Este jury había sido una gran oportunidad para el sistema democrático, un verdadero precedente histórico sobre el control social y político al Poder Judicial que en nuestro país viene dando muestras de una impunidad absoluta. Imposible no recordar la lista extensa de jueces que juegan al tenis en la Casa Rosada  con Macri o  los viajes  de jueces fiscales y funcionarios a  Lago Escondido, propiedad de Joe Lewis que por supuesto meses después terminaron absueltos por…oh casualidad…. la misma justicia cómplice.

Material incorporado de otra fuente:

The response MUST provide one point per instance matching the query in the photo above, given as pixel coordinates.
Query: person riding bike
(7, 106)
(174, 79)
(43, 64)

El final del jury fue una tristeza incluso administrativamente. Los funcionarios no tuvieron ni la valentía de dar la cara, el secretario del jury Ulises Giménez leyó el comunicado en forma virtual informando la decisión unánime. Eso sí, para aplacar ánimos se aseguró  que se iba a solicitar a la Suprema Corte “la posibilidad de optimizar la capacitación en materia de género” ( sin apuro y solo si hay plata para esa nimiedad)

Para que todo resulte aún más paradójico y contradictorio este año la Corte Suprema bonaerense aprobó una Guía Práctica para que jueces y juezas apliquen la perspectiva de género que justamente cita ese fallo. La guía señala: “La estereotipación debe ser desarticulada” porque “trae como consecuencia la negación de un derecho, la imposición de una carga mayor o degradación, provocando de ese modo la perpetuación de prácticas que entrañan violencia y discriminación desde el Poder Judicial, pudiendo caer en violencia institucional”.

Una noticia más lamentablemente, otro hecho para nuestra hoguera, otro hito en nuestro país de una justicia que no solo no es justa  sino que se autoprotege, es cómplice con los irresponsables y no cumple el  deber  de eso por lo que tanto juran sobre una biblia cuando  son nombrados.